DebXO 0.4 stable enough to travel with

John Gilmore gnu at toad.com
Sun Jan 4 09:00:04 EST 2009


I perhaps foolishly brought an XO running debXO-0.4 as my sole laptop
during a multiweek European trip.  Midway thru that trip, I am pleased
to report that it is stable enough for reasonable use, at least in my
application (ssh, web, and random downloads of pdf's, mp3's, ogg
videos, etc).  See http://wiki.laptop.org/go/DebXO .

Ordinary programs can just be added with "apt-get install", and they
run like on a slow x86 box, i.e. not snappy, but not bad.  Skip Sugar,
it's more like molasses.

It is dramatically improved by adding a gig of swap space on a
partition of an SD card.  This turns freezes into slight slowdowns --
the OLPC kernel needs to nudge its slacker oom-killer.  Tho firefox,
pardon me, "Iceweasel", is better than it was, it still never
*shrinks* even when you delete tabs and windows.  (Emacs used to have
this problem, but RMS fixed it.)  But you can blow it away with the
close-box and it will save your tabs, then you can restart it and get
the same view with less of a pig memory footprint.  Think of it -- a
web browser with tabs, cookie control, and NoScript.  Revolutionary.

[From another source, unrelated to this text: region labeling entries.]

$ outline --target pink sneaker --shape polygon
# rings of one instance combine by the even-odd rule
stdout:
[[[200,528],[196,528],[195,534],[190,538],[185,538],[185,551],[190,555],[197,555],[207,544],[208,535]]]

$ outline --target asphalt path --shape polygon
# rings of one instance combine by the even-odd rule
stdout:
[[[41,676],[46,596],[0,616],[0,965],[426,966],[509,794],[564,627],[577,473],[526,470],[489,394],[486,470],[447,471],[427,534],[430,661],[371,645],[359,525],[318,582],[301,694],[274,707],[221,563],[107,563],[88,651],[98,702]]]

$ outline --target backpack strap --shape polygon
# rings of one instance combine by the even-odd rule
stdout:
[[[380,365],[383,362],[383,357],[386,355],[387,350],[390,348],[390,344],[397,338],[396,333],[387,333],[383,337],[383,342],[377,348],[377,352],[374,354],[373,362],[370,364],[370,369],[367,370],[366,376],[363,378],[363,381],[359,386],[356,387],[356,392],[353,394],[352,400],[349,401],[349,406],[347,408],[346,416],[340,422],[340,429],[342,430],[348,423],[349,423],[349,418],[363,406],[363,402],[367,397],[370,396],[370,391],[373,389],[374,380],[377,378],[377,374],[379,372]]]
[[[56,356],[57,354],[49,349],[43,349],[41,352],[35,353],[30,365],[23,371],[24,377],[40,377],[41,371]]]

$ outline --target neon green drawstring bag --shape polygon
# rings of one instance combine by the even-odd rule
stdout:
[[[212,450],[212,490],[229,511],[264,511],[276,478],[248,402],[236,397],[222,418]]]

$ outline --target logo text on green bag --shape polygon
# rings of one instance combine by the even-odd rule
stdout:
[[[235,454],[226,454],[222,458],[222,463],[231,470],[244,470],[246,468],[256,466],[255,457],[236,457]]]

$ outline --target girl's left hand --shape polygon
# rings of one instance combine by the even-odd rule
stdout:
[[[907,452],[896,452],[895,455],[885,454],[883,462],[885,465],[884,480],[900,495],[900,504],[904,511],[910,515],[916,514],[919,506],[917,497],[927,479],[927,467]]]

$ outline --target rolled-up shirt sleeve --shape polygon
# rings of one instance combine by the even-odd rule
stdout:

The biggest problem is that DebXO doesn't suspend reliably, even with
the lid closed.  It refuses to lid-close suspend when plugged into AC
power (despite the improved battery charge time) and it often pops out
of suspend for no reason, and then chews down its battery uselessly.
Best to *shut down* if you're heading for the airport and really need
that battery life.  It also unhelpfully changes the screen brightness
to 50% or 100% whenever you plug it in or unplug it, regardless of 
what you had yourself set.

There's no way debXO could improve the keyboard, unfortunately; it
misses a lot of keystrokes despite my being very used to typing on it.
It's just a cheap flakey keyboard -- and I made sure to bring one of
the better units I had available.

Hotplug has some trouble with the SD card at startup -- you have to
pop it out and back in before it'll mount -- and it doesn't
automatically mount swap partitions (it should!).  Totem had no
trouble playing an Ogg video in full screen from the SD card without
hiccups, while I was simultaneously downloading another 300mb video
onto that 16GB card (at 1 Mbyte/sec from archive.org).  It installs
ugly codecs trivially.  Playing youtube flash videos is terrible, tho;
both the video and the audio skip a lot under gnash-0.8.4 (the
default).  (Unlike the XO distro, where youtube doesn't play at all.)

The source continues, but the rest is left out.